Experimental analyses across multiple scenarios confirmed the model’s robustness and effectiveness. NSGA-II emerged as the most balanced and accurate optimization strategy, while MOPSO and the Whale algorithm offered advantages in speed and computational simplicity under specific conditions. Sensitivity analyses demonstrated the model’s ability to maintain stable performance across a range of demand patterns, capacity constraints, and environmental limitations.
The practical potential of the model was illustrated through two hypothetical but realistic case studies. In urban grocery distribution, the model enabled substantial reductions in delivery time (15%), fuel consumption (12.7%), and CO2 emissions (14.3%) through adaptive routing and load balancing. In humanitarian relief operations, the model ensured delivery reliability by dynamically adjusting route plans and resource allocations in response to disrupted infrastructure and fluctuating needs.
Beyond operational performance, the model contributes to broader strategic goals, including environmental sustainability, digital transformation, and crisis readiness.
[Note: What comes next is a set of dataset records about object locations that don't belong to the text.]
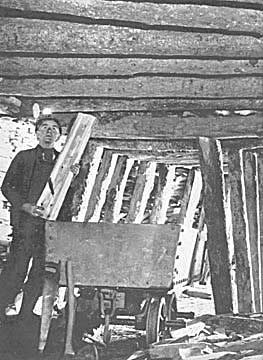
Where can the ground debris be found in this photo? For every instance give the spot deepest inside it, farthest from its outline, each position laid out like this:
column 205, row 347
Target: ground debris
column 208, row 337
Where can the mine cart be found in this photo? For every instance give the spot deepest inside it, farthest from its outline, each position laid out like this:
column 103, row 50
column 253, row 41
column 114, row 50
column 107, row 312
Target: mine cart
column 124, row 273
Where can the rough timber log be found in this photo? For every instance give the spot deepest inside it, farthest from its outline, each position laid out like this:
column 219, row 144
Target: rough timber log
column 102, row 174
column 113, row 189
column 90, row 164
column 56, row 37
column 260, row 205
column 172, row 127
column 250, row 184
column 145, row 14
column 160, row 195
column 138, row 193
column 239, row 230
column 216, row 226
column 137, row 87
column 72, row 105
column 17, row 66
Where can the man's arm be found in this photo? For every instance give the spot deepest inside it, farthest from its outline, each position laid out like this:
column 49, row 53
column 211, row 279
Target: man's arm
column 12, row 183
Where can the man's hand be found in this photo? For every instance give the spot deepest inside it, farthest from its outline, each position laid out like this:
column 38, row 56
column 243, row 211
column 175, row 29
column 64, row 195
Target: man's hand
column 33, row 209
column 75, row 169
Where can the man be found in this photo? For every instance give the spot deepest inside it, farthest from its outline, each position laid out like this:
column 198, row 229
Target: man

Its modular architecture and real-time learning capabilities make it adaptable for a variety of applications—from perishable goods logistics and e-commerce to public health and emergency response systems.
Future research directions include deploying the model in real-world pilot studies, integrating deeper predictive analytics using advanced deep learning techniques, and expanding the architecture to accommodate blockchain-based traceability or autonomous vehicle coordination. These extensions can further solidify the model’s role as a next-generation decision-support tool in the era of smart and resilient supply chains.
The next step of this research is to conduct field studies and experimentally deploy the model in real environments to validate and calibrate its performance with live data from IoT sensors and digital twins. This future path will complement the simulation-based findings and strengthen the experimental robustness and industrial applicability of the model. In future research, a pilot study with real industrial datasets is planned to empirically validate and fine-tune the proposed model.
In conclusion, this study offers a robust foundation for intelligent supply chain design, capable of navigating the challenges of complexity, uncertainty, and sustainability in the modern industrial landscape.